- Born: Mamadou Karambiri March 7, 1947 (age 79) Tougan, Burkina Faso
- Education: Toulouse 1 University Capitole
- Occupations: Gospel preacher, pastor, leader of International Evangelism Center - African Interior Mission
- Spouse: Hortense Palm
- Children: Sarah, Samuel, Anne Daniella and David

= Mamadou Philippe Karambiri =

Burkinabè evangelical Christian pastor

Mamadou Philippe Karambiri is a Burkinabé evangelical charismatic Pastor, born March 7, 1947, in Tougan. He is the president of the International Evangelism Center - African Interior Mission which he founded in 1987. He was knighted by the National Order of Burkina Faso in 2005 and in 2007 he received a honoris causa doctorate in Divinity from the Logos Christian University of Florida in the United States.

==Biography==
Karambiri was born on March 7, 1947, in Tougan in a Muslim family. During a meeting with young French evangelical missionaries and after witnessing the appearance of Jesus Christ, while preparing his State doctorate in financial economics in Toulouse in February 1975, he experienced a new birth. In an interview granted in December 2015, he gives details of this spiritual turning point.
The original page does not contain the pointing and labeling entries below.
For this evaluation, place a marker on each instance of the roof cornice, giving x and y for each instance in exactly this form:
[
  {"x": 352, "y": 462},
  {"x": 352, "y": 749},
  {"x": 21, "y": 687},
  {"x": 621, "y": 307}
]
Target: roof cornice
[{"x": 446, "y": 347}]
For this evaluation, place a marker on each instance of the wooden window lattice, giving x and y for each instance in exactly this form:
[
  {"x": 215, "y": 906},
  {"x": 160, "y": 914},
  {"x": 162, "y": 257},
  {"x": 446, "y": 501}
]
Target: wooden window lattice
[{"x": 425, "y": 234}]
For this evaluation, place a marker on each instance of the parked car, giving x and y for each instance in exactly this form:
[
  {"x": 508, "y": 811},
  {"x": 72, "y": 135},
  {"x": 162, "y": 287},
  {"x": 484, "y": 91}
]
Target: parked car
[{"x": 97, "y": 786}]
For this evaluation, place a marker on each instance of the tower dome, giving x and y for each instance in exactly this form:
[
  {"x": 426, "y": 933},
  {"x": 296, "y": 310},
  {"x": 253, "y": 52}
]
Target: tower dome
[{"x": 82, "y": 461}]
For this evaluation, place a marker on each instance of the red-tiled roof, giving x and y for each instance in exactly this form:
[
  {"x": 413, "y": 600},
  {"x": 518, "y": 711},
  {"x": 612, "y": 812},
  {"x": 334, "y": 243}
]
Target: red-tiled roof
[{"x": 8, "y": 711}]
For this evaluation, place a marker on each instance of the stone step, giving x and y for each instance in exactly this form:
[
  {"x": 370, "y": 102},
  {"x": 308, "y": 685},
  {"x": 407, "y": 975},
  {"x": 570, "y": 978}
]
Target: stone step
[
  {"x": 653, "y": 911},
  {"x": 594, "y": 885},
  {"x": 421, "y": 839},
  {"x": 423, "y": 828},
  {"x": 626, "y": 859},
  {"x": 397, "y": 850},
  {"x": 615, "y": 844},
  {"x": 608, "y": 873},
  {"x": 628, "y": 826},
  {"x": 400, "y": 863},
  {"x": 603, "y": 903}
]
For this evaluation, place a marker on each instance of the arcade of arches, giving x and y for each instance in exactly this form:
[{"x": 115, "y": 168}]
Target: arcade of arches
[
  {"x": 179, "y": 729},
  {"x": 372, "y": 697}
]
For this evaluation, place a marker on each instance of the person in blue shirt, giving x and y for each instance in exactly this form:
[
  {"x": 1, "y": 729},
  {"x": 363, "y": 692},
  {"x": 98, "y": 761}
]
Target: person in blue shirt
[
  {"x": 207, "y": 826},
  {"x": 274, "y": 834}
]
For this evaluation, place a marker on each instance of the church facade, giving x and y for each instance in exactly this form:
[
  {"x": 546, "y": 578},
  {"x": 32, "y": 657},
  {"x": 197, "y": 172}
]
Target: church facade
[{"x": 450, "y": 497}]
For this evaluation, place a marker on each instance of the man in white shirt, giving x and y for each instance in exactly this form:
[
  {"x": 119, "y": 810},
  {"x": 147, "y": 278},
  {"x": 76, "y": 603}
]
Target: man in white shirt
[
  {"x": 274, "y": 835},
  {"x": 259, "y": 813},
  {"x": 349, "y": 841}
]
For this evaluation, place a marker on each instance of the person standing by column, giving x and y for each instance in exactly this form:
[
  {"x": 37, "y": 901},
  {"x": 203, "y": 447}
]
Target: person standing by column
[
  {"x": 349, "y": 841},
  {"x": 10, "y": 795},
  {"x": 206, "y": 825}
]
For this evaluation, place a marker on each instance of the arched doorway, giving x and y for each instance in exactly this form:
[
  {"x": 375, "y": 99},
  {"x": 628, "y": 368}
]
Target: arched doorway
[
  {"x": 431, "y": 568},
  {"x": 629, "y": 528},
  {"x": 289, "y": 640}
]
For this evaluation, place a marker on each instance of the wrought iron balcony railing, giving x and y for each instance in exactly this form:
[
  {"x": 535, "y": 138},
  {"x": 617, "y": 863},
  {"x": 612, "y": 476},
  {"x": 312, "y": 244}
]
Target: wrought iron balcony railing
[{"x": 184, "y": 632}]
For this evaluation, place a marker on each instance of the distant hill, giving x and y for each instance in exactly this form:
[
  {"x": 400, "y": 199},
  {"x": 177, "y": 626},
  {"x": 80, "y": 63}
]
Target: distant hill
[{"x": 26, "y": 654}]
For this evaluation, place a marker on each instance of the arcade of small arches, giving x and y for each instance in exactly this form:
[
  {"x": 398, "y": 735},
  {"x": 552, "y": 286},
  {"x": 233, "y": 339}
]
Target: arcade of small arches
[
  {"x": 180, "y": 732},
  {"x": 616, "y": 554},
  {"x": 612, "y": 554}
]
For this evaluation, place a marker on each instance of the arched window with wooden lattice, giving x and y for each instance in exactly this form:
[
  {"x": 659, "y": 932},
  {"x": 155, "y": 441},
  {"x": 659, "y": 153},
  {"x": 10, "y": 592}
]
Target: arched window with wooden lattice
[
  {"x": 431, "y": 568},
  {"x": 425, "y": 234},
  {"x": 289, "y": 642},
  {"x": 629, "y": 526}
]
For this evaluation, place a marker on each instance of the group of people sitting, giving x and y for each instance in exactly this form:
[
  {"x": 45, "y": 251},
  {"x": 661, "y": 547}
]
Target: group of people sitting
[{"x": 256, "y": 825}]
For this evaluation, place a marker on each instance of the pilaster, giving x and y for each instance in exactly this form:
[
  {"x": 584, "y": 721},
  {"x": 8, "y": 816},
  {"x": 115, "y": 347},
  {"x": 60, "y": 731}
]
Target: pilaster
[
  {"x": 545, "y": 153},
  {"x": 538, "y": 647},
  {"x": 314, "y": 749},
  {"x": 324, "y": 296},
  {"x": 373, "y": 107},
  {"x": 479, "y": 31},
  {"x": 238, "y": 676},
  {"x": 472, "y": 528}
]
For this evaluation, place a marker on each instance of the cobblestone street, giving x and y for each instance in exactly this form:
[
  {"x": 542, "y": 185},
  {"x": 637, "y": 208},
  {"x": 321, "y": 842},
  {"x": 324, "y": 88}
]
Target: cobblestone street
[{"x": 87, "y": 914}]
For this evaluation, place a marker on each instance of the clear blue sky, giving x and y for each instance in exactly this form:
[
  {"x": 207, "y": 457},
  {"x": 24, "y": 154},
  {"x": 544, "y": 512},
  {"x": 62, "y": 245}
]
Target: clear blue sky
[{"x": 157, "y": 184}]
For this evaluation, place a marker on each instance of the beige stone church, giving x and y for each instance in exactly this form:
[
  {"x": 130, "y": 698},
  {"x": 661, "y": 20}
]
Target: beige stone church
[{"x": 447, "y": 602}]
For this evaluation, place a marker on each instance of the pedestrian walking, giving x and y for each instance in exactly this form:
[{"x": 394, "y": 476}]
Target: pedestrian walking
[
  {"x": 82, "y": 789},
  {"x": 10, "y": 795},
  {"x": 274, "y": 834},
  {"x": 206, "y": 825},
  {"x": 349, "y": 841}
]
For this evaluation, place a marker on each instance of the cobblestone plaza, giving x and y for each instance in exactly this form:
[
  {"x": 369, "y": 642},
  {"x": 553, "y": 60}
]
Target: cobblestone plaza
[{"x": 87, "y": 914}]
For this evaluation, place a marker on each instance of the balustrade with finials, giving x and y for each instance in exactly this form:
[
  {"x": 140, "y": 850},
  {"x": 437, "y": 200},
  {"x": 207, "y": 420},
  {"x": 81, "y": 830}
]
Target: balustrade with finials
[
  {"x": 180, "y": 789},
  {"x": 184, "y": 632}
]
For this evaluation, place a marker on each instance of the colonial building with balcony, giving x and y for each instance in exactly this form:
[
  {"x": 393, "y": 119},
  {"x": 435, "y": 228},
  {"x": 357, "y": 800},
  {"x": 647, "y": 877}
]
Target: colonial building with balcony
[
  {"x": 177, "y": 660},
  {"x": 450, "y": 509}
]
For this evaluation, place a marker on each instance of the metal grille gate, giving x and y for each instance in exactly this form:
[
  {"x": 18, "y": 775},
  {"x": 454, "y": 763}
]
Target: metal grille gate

He underlines that the important thing is not first to change religion, but to discover who Jesus Christ is, and to enter into relation with him. After his conversion and during his stay in France as a student, he attended the "Assembly of God of Toulouse" church. Back in Burkina Faso, he was Director of Promotion at the National Office of Foreign Trade, then Commercial Director of Faso Fani and finally Director General of SO.VOL.COM.

===Ministry===
In 1985, he started a prayer group with his family which reached 500 people in 1987. That same year, he founded the International Evangelism Center - African Interior Mission in Ouagadougou. In January 1990, he resigned from his secular duties to become Pastor full time.

==Personal life==
He marries Marie Sophie Tou, a state nurse on duty in pediatrics at the Yalgado Ouédraogo Hospital. They have four children, two girls and two boys. His wife died on March 10, 2008. Since then, he remarried on May 29, 2010, with Hortense Palm, who occupies a pastoral ministry in the church.

== Awards ==
In 2005, he was made a knight of the national order of Burkina Faso. In 2007, he received a honoris causa doctorate in Divinity from the Logos Christian University of Florida in the United States.